Long-time Netflix users are now experiencing the service’s most recent price hike, which was implemented earlier this year. And these users aren’t happy—in their mind, Netflix could save money if it stopped launching and canceling so many new shows. Well, a Netflix price drop may arrive at some point, but not for the reasons you hope.
During a March 8th investor conference, someone asked Netflix CEO Spencer Neumann if the company would launch an ad-supported streaming plan. Neumann had previously shot down the idea, but now that services like Disney+ are dipping into the ad-supported model, the Netflix CEO has changed his tune.
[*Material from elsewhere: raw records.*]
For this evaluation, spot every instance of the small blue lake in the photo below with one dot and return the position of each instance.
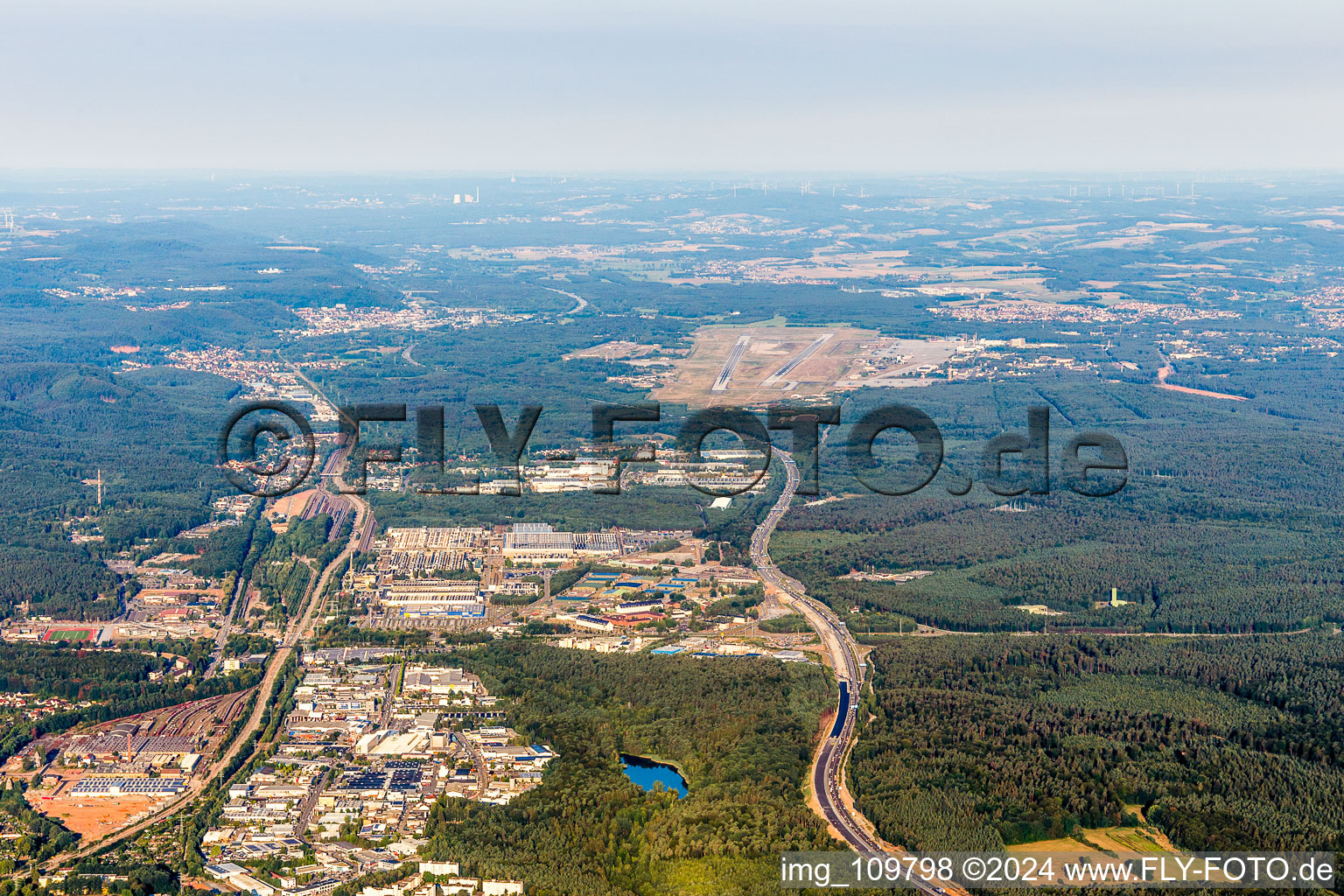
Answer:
(647, 773)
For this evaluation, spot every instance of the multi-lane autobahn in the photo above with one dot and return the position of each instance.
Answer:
(848, 669)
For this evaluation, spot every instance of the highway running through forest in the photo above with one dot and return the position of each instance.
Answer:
(844, 660)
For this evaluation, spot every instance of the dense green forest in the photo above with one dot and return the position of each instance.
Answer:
(741, 731)
(1225, 524)
(1223, 743)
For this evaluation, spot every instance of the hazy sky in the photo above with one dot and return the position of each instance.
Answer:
(541, 87)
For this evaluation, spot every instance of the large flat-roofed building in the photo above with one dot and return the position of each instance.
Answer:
(584, 621)
(434, 539)
(430, 592)
(541, 542)
(127, 786)
(418, 598)
(436, 682)
(152, 748)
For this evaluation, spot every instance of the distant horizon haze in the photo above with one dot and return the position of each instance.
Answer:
(597, 87)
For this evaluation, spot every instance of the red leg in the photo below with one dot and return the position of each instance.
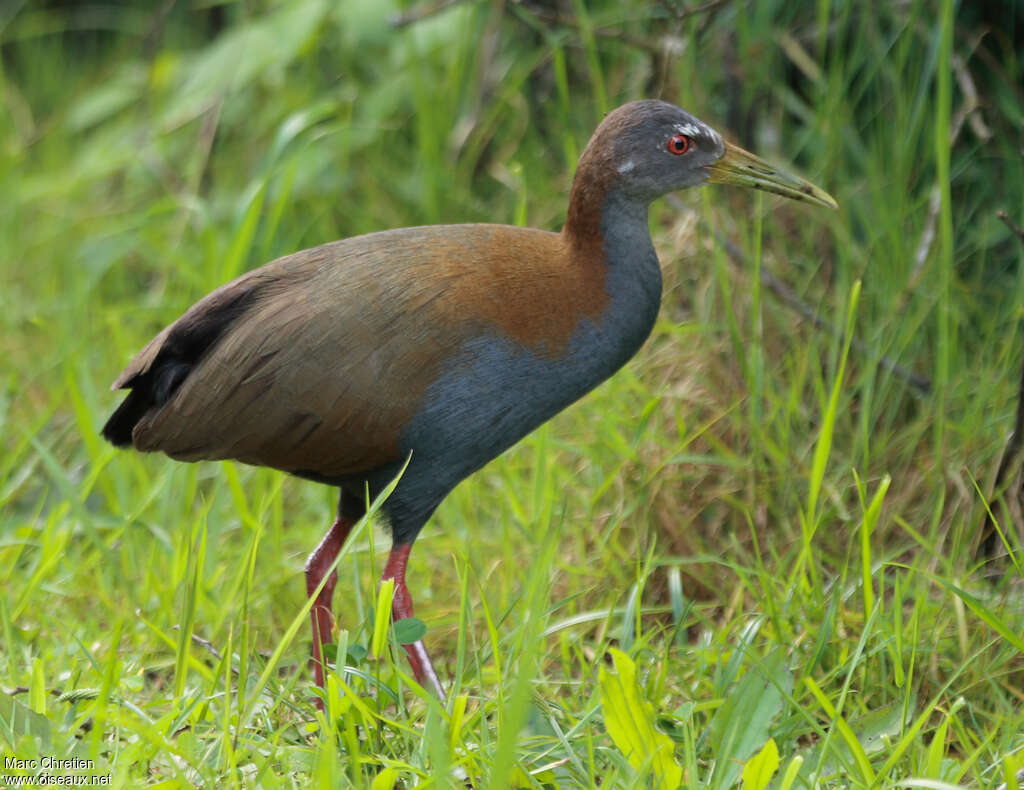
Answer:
(316, 566)
(401, 607)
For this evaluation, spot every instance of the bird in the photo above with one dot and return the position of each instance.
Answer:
(432, 348)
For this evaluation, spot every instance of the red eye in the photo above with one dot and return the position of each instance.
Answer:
(679, 143)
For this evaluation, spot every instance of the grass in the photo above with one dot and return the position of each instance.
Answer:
(750, 556)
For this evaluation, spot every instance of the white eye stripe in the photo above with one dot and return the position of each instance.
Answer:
(697, 130)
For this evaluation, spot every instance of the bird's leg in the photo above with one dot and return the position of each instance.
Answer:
(316, 566)
(401, 607)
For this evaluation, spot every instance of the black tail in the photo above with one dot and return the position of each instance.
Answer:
(119, 426)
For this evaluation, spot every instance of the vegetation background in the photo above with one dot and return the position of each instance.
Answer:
(774, 512)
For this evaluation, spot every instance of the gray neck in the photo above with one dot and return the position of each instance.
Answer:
(634, 279)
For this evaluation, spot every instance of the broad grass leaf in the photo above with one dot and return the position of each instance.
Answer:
(630, 721)
(409, 629)
(742, 721)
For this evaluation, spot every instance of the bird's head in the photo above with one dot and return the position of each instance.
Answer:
(648, 149)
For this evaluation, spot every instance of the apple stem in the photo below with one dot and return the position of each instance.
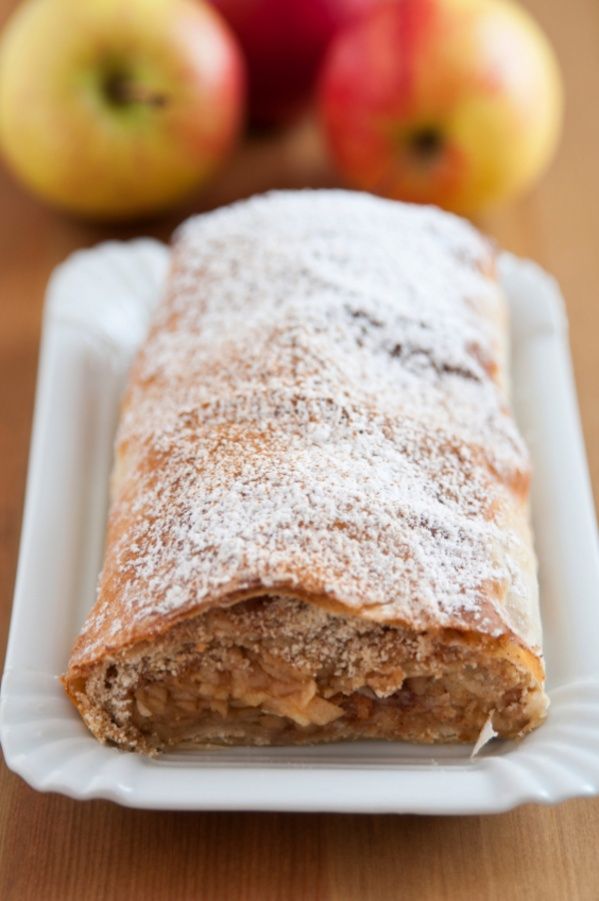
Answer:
(426, 143)
(122, 91)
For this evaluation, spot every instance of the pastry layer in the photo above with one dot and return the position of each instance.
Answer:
(319, 413)
(276, 670)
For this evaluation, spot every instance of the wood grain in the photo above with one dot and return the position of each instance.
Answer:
(55, 849)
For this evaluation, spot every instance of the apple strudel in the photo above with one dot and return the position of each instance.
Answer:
(319, 504)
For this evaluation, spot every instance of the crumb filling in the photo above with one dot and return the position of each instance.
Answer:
(279, 671)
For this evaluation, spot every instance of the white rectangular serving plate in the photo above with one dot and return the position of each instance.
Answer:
(97, 312)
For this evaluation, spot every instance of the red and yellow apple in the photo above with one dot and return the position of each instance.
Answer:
(118, 108)
(284, 42)
(452, 102)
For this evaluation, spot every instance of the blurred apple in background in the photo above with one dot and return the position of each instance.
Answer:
(284, 42)
(452, 102)
(118, 108)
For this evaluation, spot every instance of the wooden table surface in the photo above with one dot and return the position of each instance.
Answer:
(56, 849)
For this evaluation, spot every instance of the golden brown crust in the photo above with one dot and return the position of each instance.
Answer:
(319, 413)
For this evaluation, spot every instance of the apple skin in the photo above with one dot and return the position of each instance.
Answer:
(284, 42)
(451, 102)
(117, 110)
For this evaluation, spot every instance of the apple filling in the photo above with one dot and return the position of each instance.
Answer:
(275, 670)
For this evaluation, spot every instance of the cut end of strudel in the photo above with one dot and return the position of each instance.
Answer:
(319, 517)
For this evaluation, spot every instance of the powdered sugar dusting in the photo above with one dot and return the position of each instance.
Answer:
(319, 407)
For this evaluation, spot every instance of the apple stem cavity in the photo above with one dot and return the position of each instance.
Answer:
(426, 143)
(121, 90)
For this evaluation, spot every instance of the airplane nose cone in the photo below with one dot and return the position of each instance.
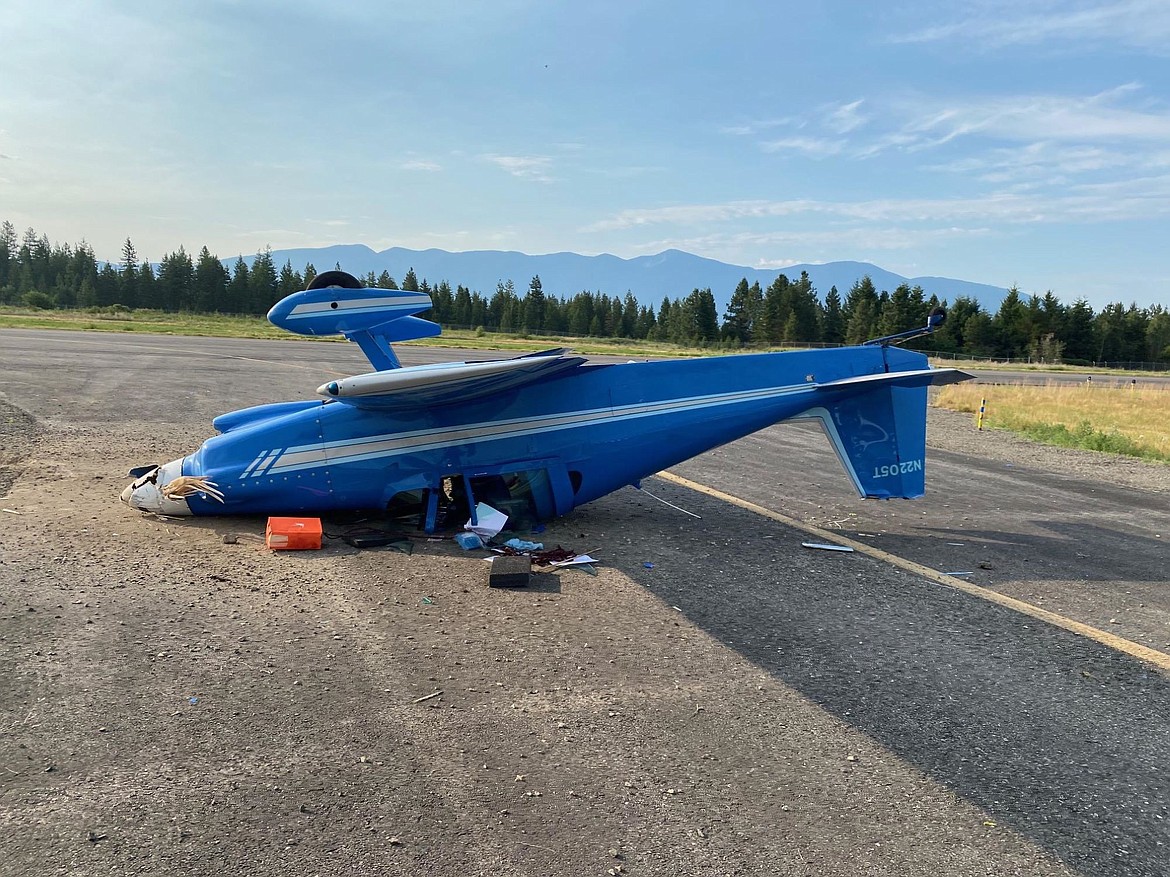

Spencer Neumann now says “it’s not like we have religion against advertising … never say never.” While the CEO clarifies that an ad-supported Netflix membership isn’t in the cards just yet, one such plan could arrive in the future. The only thing stopping Netflix, according to Neumann, is that it already has “a really nice scalable subscription model.”
In what is easily the worst marketing communication of all time, @netflix sends an email essentially stating they are doing customers a favor by raising prices. Can't make this shit up. Laughable. pic.twitter.com/CZRcPGhg5q
— HockeyIsLife (@DennisCoxCT) March 3, 2022
But customers may disagree that Netflix’s subscription model is “really nice” or “scaleable.” The Standard Netflix membership now costs $15.49 a month, which is quite a lot of money.
According to a Netflix email, its recent price increase will “deliver even more value” for customers, and help fund “stories that lift you up, move you, or simply make your day a little better.” But Netflix canceled over 20 original shows in 2021; the company is on a constant search for smash hits, and that search costs a lot of money. Many customers believe that a more level-headed business model would prevent future price hikes.
There’s no telling what Netflix will do in the future. That said, a price decrease seems impossible. If we ever get a cheaper Netflix plan, it will probably be ad-supported, and it will only come if Netflix’s “stable” subscription model grows less successful for the company.